Another trend we see is the contractor limiting its liability to damage caused by its “gross negligence,” which by definition excludes “simple negligence.” As a brief explanation, simple negligence is when a person fails to take reasonable precautions that any prudent person would take in similar circumstances and their actions cause harm (for example, a driver who runs a stop sign and causes an accident). Gross negligence is extreme indifference or reckless disregard for the safety of others (for example, driving 100 mph in a parking lot and injuring a pedestrian). As any claims arising out of the work are likely to result from the contractor’s simple negligence, this heightened standard is not favorable to the association.

If the contractor is insistent on limiting its liability, the association may consider limiting the contractor’s indemnification obligation to the maximum payable under the contractor’s insurance policy. This way, the contractor is not on the hook for unlimited liability, but the association has some decent protection as claims can be covered up to the maximum amount payable under the insurance policy. However, in the event of a catastrophic loss or casualty event, even the amount payable under the insurance policy may not be enough to protect the association.

In addition to these limitations, “design professionals” have the added benefit of statutory authority to further limit their liability in a contract (they must have better lobbyists). Section 558.0035, Florida Statutes, provides a procedure by which a design professional can exclude any “individual liability” for damages resulting from negligence occurring within the course and scope of a professional services contract. In other words, the design professional will not be personally liable to the association for any negligence in its design if the contract includes a provision that excludes such personally liability. Section 558.002(7), Florida Statutes, defines a “design professional” as a person who is licensed in the state of Florida as an architect, landscape architect, engineer, surveyor, geologist, or a registered interior designer.

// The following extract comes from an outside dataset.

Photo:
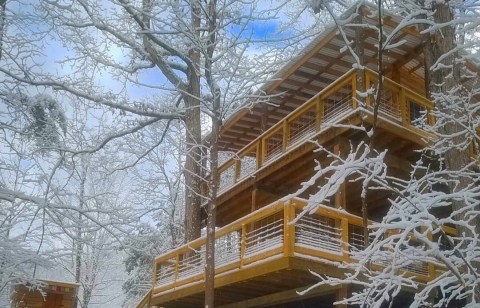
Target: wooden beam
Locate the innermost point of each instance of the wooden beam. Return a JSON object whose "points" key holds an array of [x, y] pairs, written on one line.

Therefore, if your association is contracting with any of the foregoing design professionals, you will likely need to negotiate this provision.

You should also be aware that disputes over the enforceability of the indemnification clause do not automatically include prevailing party attorneys’ fees unless the indemnification provision specifically provides that, in the event of a dispute concerning the applicability of the indemnification, the prevailing party must be indemnified for their attorneys’ fees, costs, and expenses incurred in enforcing their right to be indemnified.

Insurance Provisions

To ensure there are sufficient funds to satisfy an indemnity judgment in favor of the association, it is important that the association require the contractor to carry certain minimum insurance. Therefore, the contract should contain a clause which provides that the contractor will maintain such general liability insurance as will protect the contractor and the association from claims that may arise out of or result from the contractor’s operations under the contract documents in the amounts set out in the contract. Additionally, the association should ensure that the contractor obtains sufficient workers’ compensation coverage.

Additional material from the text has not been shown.